Pisa 2009 (les résultats comparés des élèves de 15 ans des pays de l’OCDE) a suscité beaucoup de commentaires. En positif, je relève l’insistance sur la persistance des profondes inégalités que produit/reproduit notre système scolaire. Comme ceux de nos voisins français et … de nos compatriotes flamands ! Les médias ne peuvent plus ignorer ce scandale. Mais ils ne vont hélas pas jusqu’à en faire l’enseignement majeur de l’enquête.
Aussi je m’interroge sur le consensus mou qui amène à multiplier les « résultats encourageants » dans les titres et réactions du côté francophone. Curieux pour de très faibles avancées en lecture et des reculs en math et en sciences.
Mais je voudrais surtout rappeler le caractère très « OCDE » de ces classements. Il s’agit avant tout de s’inscrire dans une perspective de « performance » et de « rendement ». Pas de questions sur les finalités. Il est bien entendu, pour l’OCDE, que tout le monde inscrit l’enseignement dans un projet libéral, marchand, compétitif, de croissance à tout prix.
Indice intéressant, mais peu relevé et parfois même gommé : l’apparition en tête des classements de Singapour et de Shanghaï. Absents des enquêtes précédentes, voilà que nos « partenaires » ( ?) apparaissent en force et occupent d’emblée les premières places ! Battue la Finlande, c’est ailleurs qu’il faut chercher « la » solution. Du côté de l’Asie du Sud-Est : la Corée, la Chine, Singapour, le Japon, des sociétés « modèles », n’est-il pas ?
Autre rappel : ces classements par points sont très aléatoires. Ce sont des moyennes. Quand on gratte, on découvre des disparités inimaginables à l’intérieur de certains pays. Ainsi, notre « élite » vaut bien celle de la Finlande. Mais quel désastre, chez nous, en queue de peloton. Encore une fois, en matière d’écart, nous sommes de tristes champions du monde.
Dernier bémol, mais il est de taille : Pisa se situe uniquement dans l’ordre du quantitatif. Ces classements se focalisent sur les compétences dans quelques disciplines décrétées « de base » : lecture, sciences et math. Peut-on limiter les objectifs de l’école à ces matières ? A force de ne retenir que ces résultats-là, on en vient à considérer comme secondaires ou à oublier des objectifs plus qualitatifs : développer la créativité, l’esprit critique, les langages du corps, de la main, de la voix…

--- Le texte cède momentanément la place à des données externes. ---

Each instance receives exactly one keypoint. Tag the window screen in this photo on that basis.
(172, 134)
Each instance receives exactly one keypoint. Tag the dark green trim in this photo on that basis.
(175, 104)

Normal, si les « idéaux » sont performance et rendement. Et donc la question qui se pose à chacun, c’est : « sur quoi voulons-nous que nos enfants soient jugés ? quels sont nos critères de réussite ? ». En Communauté française, les missions sont claires : développer la confiance en soi de chaque élève et favoriser l’émancipation sociale de tous. Mais qui y croit ?
Alors Pisa ? Un outil parmi d’autres. A examiner avec …esprit critique. Il livre des indications intéressantes (écarts et inégalités inacceptables). Mais son angle d’approche doublé du traitement que lui réservent la plupart des médias risque de mener sur de fausses pistes.